Is There On Device Competition For Cloud Services

There are currently three competing smartphone platforms, three tablet platforms and three desktop platforms. Google, Microsoft and Apple are involved in a similarly epic battle for ecosystems, and the way that they are approaching that battle is different in interesting ways.

Google's Android is the biggest player if you consider devices as a whole, irrespective of their use case. Within Android there are a subset of devices that don't use Google's Mobile Services, but most do. Having Gmail, the Play Music, Film and Book stores; Google Drive and Hangouts installed across such a wide number of devices should drive significant business Google's way.

As I discussed yesterday, there's competition on device from the OEMs, Samsung and Sony for example, push their own services; and a large number of Android devices are bought in the lower end of the market without any likelihood of further revenue being generated for Google. As a result Google actively pushes its services on iOS, where we know that more affluent and bigger spenders tend to migrate. It almost completely ignores Microsoft's platforms.

Apple may have a smaller section of the overall market, yet it tends to keep its ecosystem largely exclusive to Apple devices. You won't find any Apple applications in the Play Store or Windows Market, although it does publish some tools for Windows desktop - iTunes and Bonjour for example. Its iCloud service is also accessible across the board thanks to its web service. Apple clearly looks to build a premium experience that it then reserves for its own customers. The tools that it publishes for the desktop are a pragmatic response to the market penetration of Windows and the need to give its device owning customers a way of connecting their devices to their PCs.

Microsoft has a slightly larger market presence than Apple, if you consider all machines sold with versions of Windows, but in the hot market segment - mobile - it does very poorly. As a result Microsoft pushes its services heavily to both Android and Apple users. It has some key tools that should help adoption of these services - Skype, Outlook.com  and Office - and does seem to be making some headway, particularly since the introduction of Office for iPad.

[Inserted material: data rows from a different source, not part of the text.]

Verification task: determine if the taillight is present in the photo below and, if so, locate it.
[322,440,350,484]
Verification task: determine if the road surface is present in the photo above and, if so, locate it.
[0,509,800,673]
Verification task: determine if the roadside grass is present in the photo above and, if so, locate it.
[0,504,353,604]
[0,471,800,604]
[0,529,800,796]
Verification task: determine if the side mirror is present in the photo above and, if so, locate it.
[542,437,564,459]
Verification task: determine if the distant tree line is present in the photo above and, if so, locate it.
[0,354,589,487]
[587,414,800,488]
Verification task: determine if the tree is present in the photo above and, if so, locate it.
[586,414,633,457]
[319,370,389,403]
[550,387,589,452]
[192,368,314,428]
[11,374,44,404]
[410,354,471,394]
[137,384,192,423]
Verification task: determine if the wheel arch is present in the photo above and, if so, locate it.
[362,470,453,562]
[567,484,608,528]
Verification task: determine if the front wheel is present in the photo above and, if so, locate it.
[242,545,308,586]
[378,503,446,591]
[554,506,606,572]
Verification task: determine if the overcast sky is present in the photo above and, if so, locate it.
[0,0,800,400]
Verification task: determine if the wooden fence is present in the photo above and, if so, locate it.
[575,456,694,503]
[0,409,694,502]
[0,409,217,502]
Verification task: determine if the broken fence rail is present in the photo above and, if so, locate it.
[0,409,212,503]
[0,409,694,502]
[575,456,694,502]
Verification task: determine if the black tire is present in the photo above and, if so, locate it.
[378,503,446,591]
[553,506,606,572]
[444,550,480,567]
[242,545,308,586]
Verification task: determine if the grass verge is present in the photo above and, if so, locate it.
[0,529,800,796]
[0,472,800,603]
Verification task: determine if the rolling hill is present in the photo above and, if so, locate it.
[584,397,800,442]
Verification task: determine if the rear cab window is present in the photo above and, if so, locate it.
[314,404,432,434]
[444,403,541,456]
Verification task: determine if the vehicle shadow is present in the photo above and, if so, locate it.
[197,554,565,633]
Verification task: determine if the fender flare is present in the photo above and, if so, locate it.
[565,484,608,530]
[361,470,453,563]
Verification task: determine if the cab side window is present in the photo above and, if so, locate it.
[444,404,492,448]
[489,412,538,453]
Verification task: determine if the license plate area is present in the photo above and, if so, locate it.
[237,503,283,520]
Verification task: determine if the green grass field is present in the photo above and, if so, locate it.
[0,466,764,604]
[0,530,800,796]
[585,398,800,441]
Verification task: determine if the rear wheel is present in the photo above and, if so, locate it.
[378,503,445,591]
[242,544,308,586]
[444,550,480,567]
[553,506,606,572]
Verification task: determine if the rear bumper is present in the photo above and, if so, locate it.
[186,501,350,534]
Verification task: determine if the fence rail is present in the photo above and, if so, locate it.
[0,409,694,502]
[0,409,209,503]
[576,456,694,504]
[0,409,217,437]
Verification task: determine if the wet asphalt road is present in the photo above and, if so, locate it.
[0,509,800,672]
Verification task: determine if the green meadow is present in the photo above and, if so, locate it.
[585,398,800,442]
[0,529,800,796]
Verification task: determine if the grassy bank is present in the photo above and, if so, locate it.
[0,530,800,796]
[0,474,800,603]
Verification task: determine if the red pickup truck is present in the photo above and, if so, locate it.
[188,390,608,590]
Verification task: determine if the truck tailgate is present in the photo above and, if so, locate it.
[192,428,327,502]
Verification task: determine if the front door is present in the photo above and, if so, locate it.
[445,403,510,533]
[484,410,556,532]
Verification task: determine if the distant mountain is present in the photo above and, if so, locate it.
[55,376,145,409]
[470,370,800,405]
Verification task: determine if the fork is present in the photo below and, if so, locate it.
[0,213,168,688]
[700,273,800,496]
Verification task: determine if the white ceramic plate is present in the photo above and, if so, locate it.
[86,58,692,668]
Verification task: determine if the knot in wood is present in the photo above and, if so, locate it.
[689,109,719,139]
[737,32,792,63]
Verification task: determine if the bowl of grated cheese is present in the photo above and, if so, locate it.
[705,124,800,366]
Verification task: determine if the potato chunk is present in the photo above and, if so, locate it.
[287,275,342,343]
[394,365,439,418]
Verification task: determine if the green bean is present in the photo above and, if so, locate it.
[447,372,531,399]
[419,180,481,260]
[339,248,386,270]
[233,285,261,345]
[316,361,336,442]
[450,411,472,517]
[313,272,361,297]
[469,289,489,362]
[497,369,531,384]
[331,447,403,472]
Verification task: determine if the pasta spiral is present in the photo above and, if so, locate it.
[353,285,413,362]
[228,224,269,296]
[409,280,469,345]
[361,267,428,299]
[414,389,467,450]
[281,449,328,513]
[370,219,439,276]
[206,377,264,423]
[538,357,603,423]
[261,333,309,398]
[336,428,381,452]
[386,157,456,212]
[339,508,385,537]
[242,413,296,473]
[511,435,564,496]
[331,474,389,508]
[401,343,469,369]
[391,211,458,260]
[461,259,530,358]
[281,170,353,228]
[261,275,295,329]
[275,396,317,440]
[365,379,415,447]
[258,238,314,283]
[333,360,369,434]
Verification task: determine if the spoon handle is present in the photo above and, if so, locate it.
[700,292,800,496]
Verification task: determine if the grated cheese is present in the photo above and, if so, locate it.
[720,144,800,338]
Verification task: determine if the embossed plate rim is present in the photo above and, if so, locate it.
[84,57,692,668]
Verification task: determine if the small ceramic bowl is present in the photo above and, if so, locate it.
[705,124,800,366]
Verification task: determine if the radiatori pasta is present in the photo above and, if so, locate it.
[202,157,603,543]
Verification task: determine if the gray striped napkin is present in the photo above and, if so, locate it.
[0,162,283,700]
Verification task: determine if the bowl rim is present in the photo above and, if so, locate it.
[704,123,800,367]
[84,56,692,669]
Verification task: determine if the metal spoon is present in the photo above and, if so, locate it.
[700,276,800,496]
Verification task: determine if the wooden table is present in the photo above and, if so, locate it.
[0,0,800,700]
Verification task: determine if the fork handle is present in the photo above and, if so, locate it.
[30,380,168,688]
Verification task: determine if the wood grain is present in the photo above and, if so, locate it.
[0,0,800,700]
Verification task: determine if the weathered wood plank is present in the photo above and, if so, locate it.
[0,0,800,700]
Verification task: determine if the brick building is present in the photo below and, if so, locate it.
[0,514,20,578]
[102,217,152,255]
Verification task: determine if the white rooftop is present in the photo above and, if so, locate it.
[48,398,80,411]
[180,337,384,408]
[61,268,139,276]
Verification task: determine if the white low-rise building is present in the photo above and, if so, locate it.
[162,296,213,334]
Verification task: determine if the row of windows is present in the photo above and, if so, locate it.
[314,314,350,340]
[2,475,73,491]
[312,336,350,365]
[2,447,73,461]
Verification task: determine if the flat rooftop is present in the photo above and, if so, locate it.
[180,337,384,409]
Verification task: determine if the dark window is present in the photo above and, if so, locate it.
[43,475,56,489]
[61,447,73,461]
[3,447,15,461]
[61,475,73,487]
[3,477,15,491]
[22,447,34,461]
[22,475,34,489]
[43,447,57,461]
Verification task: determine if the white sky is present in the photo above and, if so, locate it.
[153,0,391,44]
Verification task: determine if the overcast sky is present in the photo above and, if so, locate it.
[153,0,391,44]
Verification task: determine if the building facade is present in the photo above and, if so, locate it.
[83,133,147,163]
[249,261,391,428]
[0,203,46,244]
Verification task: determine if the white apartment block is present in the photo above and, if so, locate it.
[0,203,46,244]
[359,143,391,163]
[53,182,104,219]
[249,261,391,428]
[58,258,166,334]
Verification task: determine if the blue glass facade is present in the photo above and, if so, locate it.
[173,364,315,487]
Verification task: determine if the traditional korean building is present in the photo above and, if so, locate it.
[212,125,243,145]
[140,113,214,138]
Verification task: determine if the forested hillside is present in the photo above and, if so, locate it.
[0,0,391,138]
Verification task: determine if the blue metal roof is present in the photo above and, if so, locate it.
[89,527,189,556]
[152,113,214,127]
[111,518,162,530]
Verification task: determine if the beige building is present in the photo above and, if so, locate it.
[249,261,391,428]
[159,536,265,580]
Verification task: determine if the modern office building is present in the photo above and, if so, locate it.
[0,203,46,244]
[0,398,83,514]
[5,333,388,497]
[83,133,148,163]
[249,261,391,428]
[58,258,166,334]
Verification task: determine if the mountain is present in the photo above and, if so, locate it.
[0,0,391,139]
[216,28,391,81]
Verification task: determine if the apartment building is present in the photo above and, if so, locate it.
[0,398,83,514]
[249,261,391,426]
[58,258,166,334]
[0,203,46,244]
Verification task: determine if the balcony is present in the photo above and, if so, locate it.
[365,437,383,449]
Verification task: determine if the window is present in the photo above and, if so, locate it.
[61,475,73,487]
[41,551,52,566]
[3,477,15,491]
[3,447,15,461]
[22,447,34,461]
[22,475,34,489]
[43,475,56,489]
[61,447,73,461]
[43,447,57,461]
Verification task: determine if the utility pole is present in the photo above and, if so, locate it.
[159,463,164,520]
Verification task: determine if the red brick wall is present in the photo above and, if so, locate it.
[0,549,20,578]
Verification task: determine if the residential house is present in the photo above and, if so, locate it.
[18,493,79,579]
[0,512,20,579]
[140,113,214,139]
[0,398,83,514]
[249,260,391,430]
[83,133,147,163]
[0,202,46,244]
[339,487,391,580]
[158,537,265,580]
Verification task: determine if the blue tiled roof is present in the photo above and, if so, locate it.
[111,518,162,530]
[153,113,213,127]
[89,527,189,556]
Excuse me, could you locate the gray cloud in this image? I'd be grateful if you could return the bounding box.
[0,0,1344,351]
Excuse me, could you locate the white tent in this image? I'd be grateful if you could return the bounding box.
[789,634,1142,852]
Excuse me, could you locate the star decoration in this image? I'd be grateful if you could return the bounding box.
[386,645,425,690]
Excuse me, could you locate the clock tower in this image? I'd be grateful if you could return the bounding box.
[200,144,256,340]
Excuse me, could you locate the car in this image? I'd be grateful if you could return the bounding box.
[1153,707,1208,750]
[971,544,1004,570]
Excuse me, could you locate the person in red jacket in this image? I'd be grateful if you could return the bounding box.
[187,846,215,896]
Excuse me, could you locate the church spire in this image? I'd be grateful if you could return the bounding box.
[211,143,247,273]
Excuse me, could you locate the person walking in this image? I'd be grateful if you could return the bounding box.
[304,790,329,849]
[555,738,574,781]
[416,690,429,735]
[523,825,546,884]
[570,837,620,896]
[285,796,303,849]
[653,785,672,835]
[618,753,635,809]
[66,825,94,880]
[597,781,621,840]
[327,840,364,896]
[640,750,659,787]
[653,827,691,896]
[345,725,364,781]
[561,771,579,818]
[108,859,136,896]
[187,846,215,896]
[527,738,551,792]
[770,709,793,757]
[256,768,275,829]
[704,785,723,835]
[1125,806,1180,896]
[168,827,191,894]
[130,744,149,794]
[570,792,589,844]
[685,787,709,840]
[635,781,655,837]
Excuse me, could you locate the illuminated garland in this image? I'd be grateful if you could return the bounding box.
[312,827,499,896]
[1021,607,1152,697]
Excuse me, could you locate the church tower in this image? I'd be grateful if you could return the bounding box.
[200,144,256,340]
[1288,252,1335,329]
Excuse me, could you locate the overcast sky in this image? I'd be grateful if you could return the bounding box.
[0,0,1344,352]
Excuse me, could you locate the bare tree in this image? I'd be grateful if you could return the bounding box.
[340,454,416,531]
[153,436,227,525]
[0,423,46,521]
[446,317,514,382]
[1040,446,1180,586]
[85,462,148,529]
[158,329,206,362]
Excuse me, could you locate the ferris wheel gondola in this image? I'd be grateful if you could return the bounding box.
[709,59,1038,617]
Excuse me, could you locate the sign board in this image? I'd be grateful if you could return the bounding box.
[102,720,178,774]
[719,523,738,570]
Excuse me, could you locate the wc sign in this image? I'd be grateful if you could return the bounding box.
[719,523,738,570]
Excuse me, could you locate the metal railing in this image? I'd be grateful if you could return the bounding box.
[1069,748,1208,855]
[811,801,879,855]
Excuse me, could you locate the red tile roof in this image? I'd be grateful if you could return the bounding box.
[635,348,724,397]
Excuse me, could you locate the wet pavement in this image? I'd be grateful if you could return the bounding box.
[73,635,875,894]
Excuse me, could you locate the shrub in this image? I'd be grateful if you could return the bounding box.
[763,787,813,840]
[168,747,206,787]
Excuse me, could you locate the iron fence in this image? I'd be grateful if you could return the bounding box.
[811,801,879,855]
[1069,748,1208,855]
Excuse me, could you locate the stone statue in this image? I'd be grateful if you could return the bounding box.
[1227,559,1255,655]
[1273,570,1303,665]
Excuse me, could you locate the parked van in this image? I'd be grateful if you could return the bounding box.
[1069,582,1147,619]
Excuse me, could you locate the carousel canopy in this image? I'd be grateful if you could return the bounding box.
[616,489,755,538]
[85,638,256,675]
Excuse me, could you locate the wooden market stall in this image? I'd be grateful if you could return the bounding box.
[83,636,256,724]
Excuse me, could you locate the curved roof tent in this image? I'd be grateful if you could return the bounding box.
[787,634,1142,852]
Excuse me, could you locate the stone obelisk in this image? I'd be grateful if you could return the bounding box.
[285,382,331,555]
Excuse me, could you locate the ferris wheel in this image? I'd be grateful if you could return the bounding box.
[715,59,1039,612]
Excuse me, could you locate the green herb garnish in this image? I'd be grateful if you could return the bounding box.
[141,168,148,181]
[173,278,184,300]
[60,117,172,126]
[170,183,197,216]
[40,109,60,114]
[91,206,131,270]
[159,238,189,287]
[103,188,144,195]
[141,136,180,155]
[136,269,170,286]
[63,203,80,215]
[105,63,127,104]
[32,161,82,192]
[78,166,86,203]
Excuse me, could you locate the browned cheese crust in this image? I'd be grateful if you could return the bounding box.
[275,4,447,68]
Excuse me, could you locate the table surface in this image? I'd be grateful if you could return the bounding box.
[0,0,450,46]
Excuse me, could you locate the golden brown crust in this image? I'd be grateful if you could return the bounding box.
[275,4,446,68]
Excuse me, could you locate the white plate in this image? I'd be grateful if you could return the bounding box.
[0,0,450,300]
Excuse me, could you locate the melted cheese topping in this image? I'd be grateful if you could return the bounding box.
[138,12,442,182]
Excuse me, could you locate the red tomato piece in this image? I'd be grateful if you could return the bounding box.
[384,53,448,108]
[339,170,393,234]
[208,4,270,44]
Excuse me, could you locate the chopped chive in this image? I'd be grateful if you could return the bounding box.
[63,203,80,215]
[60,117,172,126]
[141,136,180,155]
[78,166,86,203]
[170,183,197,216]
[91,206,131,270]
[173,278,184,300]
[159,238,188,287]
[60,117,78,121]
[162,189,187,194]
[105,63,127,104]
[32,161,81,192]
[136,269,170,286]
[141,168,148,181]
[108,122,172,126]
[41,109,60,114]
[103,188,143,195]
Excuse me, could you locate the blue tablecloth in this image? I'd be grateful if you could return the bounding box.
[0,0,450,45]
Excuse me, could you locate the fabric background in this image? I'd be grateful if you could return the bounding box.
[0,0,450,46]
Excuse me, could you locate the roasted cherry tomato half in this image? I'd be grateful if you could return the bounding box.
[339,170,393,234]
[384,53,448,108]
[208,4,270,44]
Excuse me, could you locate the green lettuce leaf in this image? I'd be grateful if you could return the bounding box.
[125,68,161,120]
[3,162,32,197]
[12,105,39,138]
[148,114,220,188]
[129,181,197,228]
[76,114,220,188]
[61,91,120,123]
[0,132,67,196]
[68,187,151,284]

This strategy can only work for Microsoft if users are prepared to look further than the default options on their devices. They are battling the inertia which sees users accepting the default options on their phone - Drive, G+ and Hangouts for Android, iCloud and iMessage for iOS. 

But Microsoft does have one advantage when cloud services and ecosystems are compared - Microsoft's tools are universally available - there is no mainstream platform (and few smaller ones) that don't have access to Microsoft's services. If you're a user who doesn't like to be tied into a relationship which prevents you changing platform then Microsoft's services are really the most sensible place to be. 

In reality though, most users aren't interested. They will use what's on their device by default unless they already have a reason to change. 

Given that Microsoft has set its stall out to be the cloud first, mobile first company that isn't a great piece of news. 

It needs to figure out how it gets users to covet it services if it's going to make this strategy work.